Nous devons les surveiller attentivement, alors qu'ils jouent un jeu qui tente d'opposer, d'une part, la gauche sociale et partisane, à un faux et nouveau "centre" qui, en se débarrassant des symboles les plus pervers de la Le bolsonarisme, pourrait garantir les réformes ultra-radicales de la droite économique, désormais freinée par la rusticité politique du « guide » qu'ils ont élu en 2018.
Pour que cette stratégie fonctionne, cependant, ils doivent convaincre le peuple que la droite nouvelle et traditionnelle est ce "nouveau centre" (Huck, Rodrigo Maia, Eduardo Leite, Dória) et que Bolsonaro n'a pas "fonctionné" en raison de son " tempérament ». « Incontrôlable, pas la haine irrationnelle et putschiste qu'il exsudait toujours par tous ses pores, contre tout ce qui est démocratique et libertaire. La créature peut cependant désormais se rebeller contre ses créateurs car, d'une part, ils s'inquiètent déjà du peu de prestige du Brésil à l'étranger, qui pourrait nuire à leur business et, d'autre part, parce que Bolsonaro s'annonce déjà comme un échec électoral. les élections présidentielles.

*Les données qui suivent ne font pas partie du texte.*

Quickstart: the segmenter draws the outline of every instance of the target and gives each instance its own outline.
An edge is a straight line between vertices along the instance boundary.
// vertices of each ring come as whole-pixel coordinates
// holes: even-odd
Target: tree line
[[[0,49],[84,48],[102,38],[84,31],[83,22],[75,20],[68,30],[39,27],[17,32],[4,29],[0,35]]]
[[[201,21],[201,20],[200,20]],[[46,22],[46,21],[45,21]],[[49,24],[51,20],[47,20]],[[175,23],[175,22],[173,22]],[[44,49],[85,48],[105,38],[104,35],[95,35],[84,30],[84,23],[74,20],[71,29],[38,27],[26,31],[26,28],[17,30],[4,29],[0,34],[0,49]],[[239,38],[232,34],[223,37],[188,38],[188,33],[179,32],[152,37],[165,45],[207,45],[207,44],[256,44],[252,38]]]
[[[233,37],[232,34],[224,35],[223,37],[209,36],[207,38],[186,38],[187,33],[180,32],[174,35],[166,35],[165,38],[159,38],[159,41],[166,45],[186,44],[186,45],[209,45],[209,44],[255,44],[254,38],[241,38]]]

Ensuite, le bloc putschiste ultra-libéral doit réaffirmer la stratégie qu'il a développée lors du putsch, « qu'il suffirait de supprimer le PT pour que le Brésil fonctionne », en la remplaçant par une stratégie plus sophistiquée : « les réformes qui sauveront le Brésil ne peut être réalisé que par le centre », qui, en fait, est l'ancienne droite qui a organisé le coup d'État et n'a pas la force de l'administrer, unie à l'ancien Centrão — « toujours à votre service » !
Ainsi, les 10 millions d'emplois promis par la réforme du travail disparaîtront dans l'horizon coloré des commentateurs médiévaux, qui ont contribué à forger le « choix difficile » (Où sont-ils ?). Cette farce, se présente tantôt comme un simple mensonge répété, tantôt comme une dépolitisation de l'Histoire.
Lorsque les omissions du temps historique se produisent pour couvrir des décès comme celui de João Alberto, le pouvoir a déjà besoin de mensonges permanents pour survivre. Et les mensonges permanents ne sont pas seulement l'essence du fascisme, mais aussi la caractérisation de ses complices, à l'intérieur et à l'extérieur de l'État.
*Tarso Genro il a été gouverneur de l'État de Rio Grande do Sul, maire de Porto Alegre, ministre de la Justice, ministre de l'Éducation et ministre des Relations institutionnelles au Brésil.